A recent GitHub update for AMD’s open-source ROCm software suggests that future AMD GPUs might support the increasingly popular BFloat16 numeric format for deep learning training, following in the footsteps of Google, Intel, and Arm.
The update on GitHub was a commit in the ROCm Software Platform Repository, AMD’s open-source HPC platform for GPU computing, titled “more BF16 TN sizes.” The reference to BF16, short for BFloat16 or bfloat16, suggests that AMD might implement it in hardware in a future GPU architecture.
BFloat16 is a recent numeric data format developed by Google for deep learning training and implemented in its TPUs. It truncates the mantissa of a standard FP32 floating-point number by 16 bits, essentially reducing its precision by multiple decimals. It requires less silicon area and bandwidth by being a 16-bit format, and Google also claims it is more efficient to implement in hardware than the currently standardized FP16 format.
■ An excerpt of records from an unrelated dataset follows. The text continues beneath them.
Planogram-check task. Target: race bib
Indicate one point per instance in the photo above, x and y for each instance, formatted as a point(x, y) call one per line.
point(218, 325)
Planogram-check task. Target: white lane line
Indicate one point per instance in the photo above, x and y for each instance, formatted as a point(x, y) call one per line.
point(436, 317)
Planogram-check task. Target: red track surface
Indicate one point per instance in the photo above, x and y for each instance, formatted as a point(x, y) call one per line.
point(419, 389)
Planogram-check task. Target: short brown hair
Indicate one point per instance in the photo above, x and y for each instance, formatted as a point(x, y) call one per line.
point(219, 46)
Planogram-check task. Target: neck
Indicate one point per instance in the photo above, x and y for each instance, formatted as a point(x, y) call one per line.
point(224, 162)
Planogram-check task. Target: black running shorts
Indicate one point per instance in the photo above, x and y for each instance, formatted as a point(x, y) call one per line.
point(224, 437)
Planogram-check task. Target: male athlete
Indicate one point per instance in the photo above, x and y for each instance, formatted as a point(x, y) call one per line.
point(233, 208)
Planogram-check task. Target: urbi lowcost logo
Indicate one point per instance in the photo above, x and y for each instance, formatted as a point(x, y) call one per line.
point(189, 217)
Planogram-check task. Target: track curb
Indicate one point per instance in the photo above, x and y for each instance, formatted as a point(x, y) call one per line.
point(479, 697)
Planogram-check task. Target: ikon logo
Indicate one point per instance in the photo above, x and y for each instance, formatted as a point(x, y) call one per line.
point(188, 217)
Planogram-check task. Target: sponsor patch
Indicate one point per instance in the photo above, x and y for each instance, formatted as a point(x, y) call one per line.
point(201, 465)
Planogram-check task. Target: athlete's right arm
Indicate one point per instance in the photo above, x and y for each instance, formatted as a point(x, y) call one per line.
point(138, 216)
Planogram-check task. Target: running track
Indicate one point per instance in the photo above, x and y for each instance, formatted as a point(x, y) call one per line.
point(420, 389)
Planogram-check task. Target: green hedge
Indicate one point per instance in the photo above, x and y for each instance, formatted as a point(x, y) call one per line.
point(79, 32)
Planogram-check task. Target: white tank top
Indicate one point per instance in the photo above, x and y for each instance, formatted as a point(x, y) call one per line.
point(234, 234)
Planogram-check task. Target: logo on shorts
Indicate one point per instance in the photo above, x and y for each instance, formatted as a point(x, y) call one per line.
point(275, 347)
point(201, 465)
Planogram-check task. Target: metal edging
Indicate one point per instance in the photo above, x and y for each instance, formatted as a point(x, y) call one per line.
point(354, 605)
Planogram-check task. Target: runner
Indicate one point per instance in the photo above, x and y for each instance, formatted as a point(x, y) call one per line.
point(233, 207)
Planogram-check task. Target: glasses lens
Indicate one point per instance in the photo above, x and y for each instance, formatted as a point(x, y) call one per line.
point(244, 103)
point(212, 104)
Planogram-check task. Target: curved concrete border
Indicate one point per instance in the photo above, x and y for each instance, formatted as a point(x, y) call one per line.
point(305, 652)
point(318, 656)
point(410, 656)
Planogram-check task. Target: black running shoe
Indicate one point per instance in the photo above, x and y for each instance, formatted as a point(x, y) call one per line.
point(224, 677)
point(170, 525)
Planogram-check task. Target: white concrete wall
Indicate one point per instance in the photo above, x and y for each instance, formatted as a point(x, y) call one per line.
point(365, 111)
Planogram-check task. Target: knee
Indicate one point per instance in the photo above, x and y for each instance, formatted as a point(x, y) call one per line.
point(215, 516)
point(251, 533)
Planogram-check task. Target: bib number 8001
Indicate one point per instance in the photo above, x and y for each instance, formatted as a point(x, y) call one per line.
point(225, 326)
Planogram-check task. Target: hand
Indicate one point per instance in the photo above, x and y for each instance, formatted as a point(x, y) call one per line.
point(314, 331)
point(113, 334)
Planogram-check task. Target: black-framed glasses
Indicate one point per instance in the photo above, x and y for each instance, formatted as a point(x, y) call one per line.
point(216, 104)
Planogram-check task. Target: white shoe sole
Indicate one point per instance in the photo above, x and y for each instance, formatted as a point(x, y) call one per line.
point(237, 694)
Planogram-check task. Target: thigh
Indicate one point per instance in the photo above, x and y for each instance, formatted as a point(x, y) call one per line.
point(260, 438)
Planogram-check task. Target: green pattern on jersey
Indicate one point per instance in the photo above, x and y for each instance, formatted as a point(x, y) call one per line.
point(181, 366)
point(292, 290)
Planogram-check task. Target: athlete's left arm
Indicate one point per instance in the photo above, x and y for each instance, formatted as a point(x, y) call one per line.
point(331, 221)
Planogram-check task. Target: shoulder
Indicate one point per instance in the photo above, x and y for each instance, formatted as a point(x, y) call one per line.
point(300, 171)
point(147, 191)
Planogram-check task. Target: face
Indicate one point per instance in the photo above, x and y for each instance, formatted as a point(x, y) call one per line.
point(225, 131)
The BF16 format is increasingly supported in hardware. Intel has already announced that it would broadly adopt the format, supporting it in the upcoming Cooper Lake-SP Xeon, Agilex FPGA, and Nervana NNP-T. More recently, ARM announced support for BF16 coming to Armv8. With AMD now possibly joining the party, that would leave Nvidia as the only major AI hardware vendor without a public commitment to support the format.